Sobre a atual situação de limitações no orçamento e dificuldades para pagamento dos bolsistas, o órgão disse que, associado ao Ministério da Ciência, Tecnologia, Inovações e Comunicações (MCTIC), está envidando todos os esforços junto ao Ministério da Economia para conseguir este crédito suplementar.
Situação local
Devido às limitações no orçamento no âmbito local, as vagas para bolsista da Universidade Federal do Ceará (UFC), executadas com recursos da Universidade, não poderão ser ocupadas por outros alunos, caso os estudantes originários deixem as atividades de apoio à instituição. A decisão foi oficializada pela Pró-Reitoria de Planejamento e Administração da UFC, anunciada no dia 1º de agosto, em decorrência do bloqueio orçamentário estimado em R$ 47 milhões, determinado pelo Governo Federal.
Com isso, serão afetadas as áreas de pesquisa e pós-graduação, graduação, extensão, assuntos estudantis e relações internacionais. Além da Secretaria de Tecnologia da Informação, de Cultura e Arte e Escola Integrada de Desenvolvimento e Inovação Acadêmica da Universidade.
Gabriela Lira, 20, é estudante de Psicologia na UFC e se preparava para assumir uma bolsa da faculdade, com remuneração de R$ 400,00, para dar suporte aos alunos de uma disciplina do curso. Ela já exercia uma atividade voluntária, mas soube da oportunidade quando um outro estudante anunciou que iria sair da monitoria estudantil. “Estava tudo certo, eu ia entregar os documentos. Foi quando eu vi a notícia que ia ser cortada a substituição e a criação de novas (bolsas). Eu fiquei totalmente sem chão porque estava contando com o dinheiro”, comenta.
Anteriormente, a estudante estagiava em uma empresa privada e se desligou por perceber que seria melhor conciliar o serviço como bolsista com suas obrigações acadêmicas. “Eu ficaria na UFC e não me deslocaria para nenhum lugar. É muito cansativo ficar em um estágio e não poder fazer cadeiras optativas e coisas na Universidade no contra turno. Eu estava querendo explorar mais essa parte, cuidar mais da minha vida acadêmica”, reflete sobre a medida.
Também está suspensa a publicação de editais criando novas vagas de bolsas até o momento em que o contingenciamento dos recursos estiver aplicado. Ficam de fora da medida as bolsas que são financiadas com recursos do Plano Nacional de Assistência Estudantil (PNAES). Por nota, a UFC ressaltou que a decisão não afeta os bolsistas que estão em atividade. “O que acontece é que as bolsas ociosas, e só aquelas que são pagas com orçamento da UFC, não poderão ser reocupadas no momento”.

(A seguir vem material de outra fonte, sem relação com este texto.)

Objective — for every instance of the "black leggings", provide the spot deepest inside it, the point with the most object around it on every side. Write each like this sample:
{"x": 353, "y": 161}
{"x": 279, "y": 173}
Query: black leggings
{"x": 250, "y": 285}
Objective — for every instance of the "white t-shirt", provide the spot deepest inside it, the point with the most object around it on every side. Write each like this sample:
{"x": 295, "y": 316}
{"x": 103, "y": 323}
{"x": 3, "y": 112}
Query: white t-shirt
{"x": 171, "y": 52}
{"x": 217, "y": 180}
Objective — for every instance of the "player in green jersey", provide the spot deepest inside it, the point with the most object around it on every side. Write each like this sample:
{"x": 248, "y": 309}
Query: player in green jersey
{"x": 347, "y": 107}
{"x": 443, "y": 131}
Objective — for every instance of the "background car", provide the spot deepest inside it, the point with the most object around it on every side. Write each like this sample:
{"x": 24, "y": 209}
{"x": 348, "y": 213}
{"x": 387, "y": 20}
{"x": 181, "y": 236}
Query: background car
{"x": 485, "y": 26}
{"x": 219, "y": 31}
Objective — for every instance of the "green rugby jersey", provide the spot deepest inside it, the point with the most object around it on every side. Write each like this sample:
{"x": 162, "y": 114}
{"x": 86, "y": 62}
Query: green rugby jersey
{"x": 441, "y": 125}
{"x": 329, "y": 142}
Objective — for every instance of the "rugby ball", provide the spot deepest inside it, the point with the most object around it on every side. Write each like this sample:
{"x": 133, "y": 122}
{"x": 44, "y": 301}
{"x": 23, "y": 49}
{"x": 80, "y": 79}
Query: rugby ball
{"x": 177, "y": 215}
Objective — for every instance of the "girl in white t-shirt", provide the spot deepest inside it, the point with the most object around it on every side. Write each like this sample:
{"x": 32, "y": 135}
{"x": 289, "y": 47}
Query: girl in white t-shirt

A Instituição ainda faz o levantamento do impacto para os estudantes. “Também é relevante ressaltar que a situação é temporária, e tão logo sejam feitos aportes no orçamento, isso poderá ser revisto”, é destacado no informe. Gabriela diz entender a razão da decisão, mas que não deixa de ser algo triste. Estava planejando custear suas passagens de ônibus, alimentação e gastos pessoais com a remuneração da bolsa. “É uma ajuda muito grande”, conclui a estudante.